U.S. officials working on the diplomacy and intelligence components of the new war tell The Daily Beast that Ankara is still prohibiting the United States from flying manned aircraft from the U.S. airbase in Incirlik, Turkey. Instead, the Turks are allowing only drones to take off from the base.
“They are letting us do a ton of signals work,” a U.S. official working the issue said, using military jargon for the interception of hostile communications. “They have not objected to just about anything on the surveillance side. The fights have been about manned aircraft coming in and out.” The dispute over flying the manned aircraft has been a source of considerable tensions behind the scenes since the U.S. campaign against ISIS began in August. But the outlines of that dispute spilled out into the open this week.
National Security Advisor Susan Rice said Oct. 13 on Meet the Press that Turkey had agreed to let its bases be used in the fight against ISIS, but several senior Turkish officials rushed to deny Rice’s claim. “There is no decision at the moment concerning Incirlik or any other issue,” Turkish foreign minister Mevlut Cavusoglu said the next day. Turkey has publicly called for a no-fly zone and for airstrikes against the Assad regime. …

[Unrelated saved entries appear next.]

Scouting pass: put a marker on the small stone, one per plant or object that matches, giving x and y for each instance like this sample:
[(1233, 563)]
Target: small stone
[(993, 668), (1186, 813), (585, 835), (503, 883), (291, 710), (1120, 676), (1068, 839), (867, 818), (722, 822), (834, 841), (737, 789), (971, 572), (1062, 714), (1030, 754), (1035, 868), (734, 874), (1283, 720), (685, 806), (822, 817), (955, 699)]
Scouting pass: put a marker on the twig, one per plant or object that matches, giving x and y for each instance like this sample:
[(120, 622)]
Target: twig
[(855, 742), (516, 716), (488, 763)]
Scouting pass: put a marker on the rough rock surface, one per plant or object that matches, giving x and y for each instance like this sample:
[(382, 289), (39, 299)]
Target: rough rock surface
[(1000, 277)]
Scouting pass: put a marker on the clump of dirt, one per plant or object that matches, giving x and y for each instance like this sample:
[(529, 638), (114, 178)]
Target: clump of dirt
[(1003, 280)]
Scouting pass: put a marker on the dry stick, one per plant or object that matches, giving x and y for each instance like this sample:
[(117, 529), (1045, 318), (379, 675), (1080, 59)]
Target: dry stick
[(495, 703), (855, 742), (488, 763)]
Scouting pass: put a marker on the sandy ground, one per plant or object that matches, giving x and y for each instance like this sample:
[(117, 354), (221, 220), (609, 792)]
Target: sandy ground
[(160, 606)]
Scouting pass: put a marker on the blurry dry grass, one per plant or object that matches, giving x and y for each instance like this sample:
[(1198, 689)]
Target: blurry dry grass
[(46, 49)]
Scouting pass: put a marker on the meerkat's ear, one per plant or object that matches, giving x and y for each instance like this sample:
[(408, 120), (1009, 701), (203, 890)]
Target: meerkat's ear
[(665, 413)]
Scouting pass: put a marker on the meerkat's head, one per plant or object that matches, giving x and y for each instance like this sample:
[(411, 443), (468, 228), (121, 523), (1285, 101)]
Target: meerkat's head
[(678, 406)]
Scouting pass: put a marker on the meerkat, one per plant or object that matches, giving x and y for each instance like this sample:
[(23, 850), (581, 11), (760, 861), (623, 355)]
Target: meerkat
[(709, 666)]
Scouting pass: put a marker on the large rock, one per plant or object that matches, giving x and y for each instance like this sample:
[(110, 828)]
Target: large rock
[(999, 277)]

The Turkish press has also reported that some drones are flying out of Turkey. “There are activities that we are already undertaking jointly from Incirlik, concerning Iraq: the Predators, the reconnaissance flights can continue,” Turkish prime minister Ahmet Davutoglu told Milliyet earlier this month, referring to unmanned aerial vehicles. “But as a base for a more extensive operation — if they are expecting the contribution of any country — we have already made our position clear: there has to be a no-fly zone and a safe haven must be declared,” he said.